I’m coining a new word.
Sophophobia: fear of experts. (from Greek: Sophos: wisdom + Phobia: fear)
Why? As I was driving home from my bloodwork appointment this evening I was listening to Marketplace on XM Public Radio and I heard this enlightening exchange between Kai Ryssdal and his guest, Stacey Palmer:
Ryssdal: OK, so now back to the downsides, and those experts you were talking about. That’s kind of a scary term, when somebody else, some other expert decides how you get to do what you do, right?
Palmer: That’s one of the problems: Who gets to decide.
(For the complete interview and transcript see here.)
What I found fascinating and disturbing about this exchange was the almost unchallenged assumption that expertise is somehow bad. It seems that in the United States experts and expertise are the enemy, some sort of elitist cabal out to subvert democracy and enslave mankind. Granted, this is not a new phenomenon.

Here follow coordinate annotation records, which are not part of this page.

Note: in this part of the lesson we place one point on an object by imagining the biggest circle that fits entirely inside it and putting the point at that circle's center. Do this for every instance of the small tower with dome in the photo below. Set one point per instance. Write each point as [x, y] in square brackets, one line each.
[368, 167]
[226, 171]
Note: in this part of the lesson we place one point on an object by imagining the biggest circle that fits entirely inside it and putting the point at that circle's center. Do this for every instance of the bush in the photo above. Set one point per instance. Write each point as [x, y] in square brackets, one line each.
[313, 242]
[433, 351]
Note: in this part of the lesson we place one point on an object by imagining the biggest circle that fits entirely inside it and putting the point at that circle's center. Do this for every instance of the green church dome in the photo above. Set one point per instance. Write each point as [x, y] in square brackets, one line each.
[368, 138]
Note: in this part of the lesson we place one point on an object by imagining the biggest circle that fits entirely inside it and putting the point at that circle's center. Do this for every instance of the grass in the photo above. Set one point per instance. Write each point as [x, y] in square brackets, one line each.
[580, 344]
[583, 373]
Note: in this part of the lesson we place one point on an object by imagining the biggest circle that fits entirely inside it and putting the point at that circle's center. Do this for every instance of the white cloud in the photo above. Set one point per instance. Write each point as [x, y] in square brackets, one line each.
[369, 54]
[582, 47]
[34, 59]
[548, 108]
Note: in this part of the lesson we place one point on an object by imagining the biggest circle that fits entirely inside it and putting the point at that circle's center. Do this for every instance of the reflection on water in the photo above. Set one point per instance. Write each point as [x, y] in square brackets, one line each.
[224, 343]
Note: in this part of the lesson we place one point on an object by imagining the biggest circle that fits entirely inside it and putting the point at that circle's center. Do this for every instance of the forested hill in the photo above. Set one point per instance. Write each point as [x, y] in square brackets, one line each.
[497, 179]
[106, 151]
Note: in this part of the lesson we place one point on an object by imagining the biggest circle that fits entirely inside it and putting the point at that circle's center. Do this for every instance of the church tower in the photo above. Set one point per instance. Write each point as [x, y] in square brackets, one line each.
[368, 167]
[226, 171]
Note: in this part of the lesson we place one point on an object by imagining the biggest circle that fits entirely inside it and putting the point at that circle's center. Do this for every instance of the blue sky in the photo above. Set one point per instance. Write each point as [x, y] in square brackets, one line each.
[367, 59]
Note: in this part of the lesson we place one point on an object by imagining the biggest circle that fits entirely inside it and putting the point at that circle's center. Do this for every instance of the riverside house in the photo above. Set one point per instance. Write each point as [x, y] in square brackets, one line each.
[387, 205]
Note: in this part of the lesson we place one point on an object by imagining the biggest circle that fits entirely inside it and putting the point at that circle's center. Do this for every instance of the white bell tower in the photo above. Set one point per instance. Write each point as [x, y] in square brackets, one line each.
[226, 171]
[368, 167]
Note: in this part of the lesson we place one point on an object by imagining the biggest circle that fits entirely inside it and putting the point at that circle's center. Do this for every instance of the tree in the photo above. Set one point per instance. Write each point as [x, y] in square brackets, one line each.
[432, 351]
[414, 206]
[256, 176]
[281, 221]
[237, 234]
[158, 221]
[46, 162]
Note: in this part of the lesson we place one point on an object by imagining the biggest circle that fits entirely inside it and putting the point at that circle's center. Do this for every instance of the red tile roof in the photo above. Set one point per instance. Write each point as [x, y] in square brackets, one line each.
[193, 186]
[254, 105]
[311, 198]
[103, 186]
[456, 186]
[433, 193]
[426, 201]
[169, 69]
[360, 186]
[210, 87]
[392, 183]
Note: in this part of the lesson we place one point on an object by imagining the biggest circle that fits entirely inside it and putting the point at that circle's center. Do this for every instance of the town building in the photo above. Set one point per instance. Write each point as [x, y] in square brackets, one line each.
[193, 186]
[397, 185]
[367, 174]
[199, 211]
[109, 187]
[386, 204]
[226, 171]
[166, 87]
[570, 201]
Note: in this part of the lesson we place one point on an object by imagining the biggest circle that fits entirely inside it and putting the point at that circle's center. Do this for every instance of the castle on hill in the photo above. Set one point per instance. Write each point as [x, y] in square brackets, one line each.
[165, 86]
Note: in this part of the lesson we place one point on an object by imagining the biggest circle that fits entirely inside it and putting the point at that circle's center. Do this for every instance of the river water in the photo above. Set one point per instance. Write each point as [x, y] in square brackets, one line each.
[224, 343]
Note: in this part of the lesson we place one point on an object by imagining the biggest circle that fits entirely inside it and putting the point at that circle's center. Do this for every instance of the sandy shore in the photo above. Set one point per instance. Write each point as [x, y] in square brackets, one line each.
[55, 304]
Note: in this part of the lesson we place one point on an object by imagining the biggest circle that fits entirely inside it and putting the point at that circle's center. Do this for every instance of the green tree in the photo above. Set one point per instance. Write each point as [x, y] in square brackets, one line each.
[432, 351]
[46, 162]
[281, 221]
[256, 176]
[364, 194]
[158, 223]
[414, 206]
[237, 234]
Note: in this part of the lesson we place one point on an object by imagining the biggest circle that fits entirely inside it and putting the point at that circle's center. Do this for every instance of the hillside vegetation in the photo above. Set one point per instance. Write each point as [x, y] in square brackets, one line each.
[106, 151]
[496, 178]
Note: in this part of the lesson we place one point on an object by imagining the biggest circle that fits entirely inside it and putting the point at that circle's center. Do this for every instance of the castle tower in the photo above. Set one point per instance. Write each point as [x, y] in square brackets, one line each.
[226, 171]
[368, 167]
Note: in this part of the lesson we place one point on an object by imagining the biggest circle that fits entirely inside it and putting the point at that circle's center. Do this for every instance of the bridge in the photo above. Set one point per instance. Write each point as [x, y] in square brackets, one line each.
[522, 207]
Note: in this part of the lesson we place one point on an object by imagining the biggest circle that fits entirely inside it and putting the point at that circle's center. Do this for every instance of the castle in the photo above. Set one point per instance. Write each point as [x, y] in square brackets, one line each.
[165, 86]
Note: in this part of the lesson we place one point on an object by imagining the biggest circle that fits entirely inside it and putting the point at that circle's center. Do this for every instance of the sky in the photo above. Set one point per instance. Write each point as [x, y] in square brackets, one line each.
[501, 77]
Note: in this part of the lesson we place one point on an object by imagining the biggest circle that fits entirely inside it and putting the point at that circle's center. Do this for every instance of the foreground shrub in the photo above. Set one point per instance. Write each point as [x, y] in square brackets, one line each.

Toqueville wrote in the 1830s:
Men seldom take the opinion of their equal or of a man like themselves upon trust.
Not only is confidence in the superior attainments of certain individuals weakened among democratic nations, as I have elsewhere remarked, but the general notion of intellectual superiority which any man whatsoever may acquire in relation to the rest of the community is soon overshadowed. As men grow more like each other, the doctrine of the equality of the intellect gradually infuses itself into their opinions, and it becomes more difficult for any innovator to acquire or to exert much influence or the minds of a people.
I am also reminded of the vehement opposition to the “egghead” presidential aspirations of Adlai Stevenson. His intellectual demeanor was ridiculed by Republicans, led by Stewart Alsop, the newspaper columnist who, himself, boasted a Yale diploma. But it was precisely at that time that America’s experts were at their peak, building nuclear bombs and soon after putting man on the moon. Apparently, America’s brief intellectual apex tapped the deep natural vein of anti-intellectualism that has brought us to this present moment, when expert is a scary term.
But, you might argue, experts have brought on us all the recent economic calamity. When so-called experts can cause such a mess, what value can we place on expertise, and who can say who is really an expert and who is not?
This is a problem we American’s bring on ourselves. When we don’t like the answer experts supply, all to often we go “shopping” for a different expert to give us the answer we want, or that reaffirms our own beliefs, since we are really intellectually equivalent to any supposed expert, as Toqueville so presciently observed. It’s never hard to find someone who will claim expertise in order to fill a void. This is the root of the problem: Americans don’t want experts; they want sycophants. They want someone to tell them they are right, not someone to tell them the truth. This was alarmingly obvious during Bush the Younger’s administration, but it really reflected the culture of America as a whole, not some deviant aberration. And little has changed since George W. left office.
Which brings me to a final point. If as Toqueville observed more than a century and a half ago, Americans are predisposed to discount expertise, and we have managed despite that fact to create a modern nation that boasts the largest economy in the world, what’s wrong with that? Well, perhaps this predilection to disdain for the intellectual has brought us this far, but no further. Perhaps we have reached the realistic limits of our cultural capacity. China is rapidly advancing on us economically, and Europe has long since passed us by in most measures of social and cultural development. By some measures, particularly regarding public health, we are being overtaken by many third world countries. Perhaps we have gone as far as amateurism, duct tape and sophophobia will take us.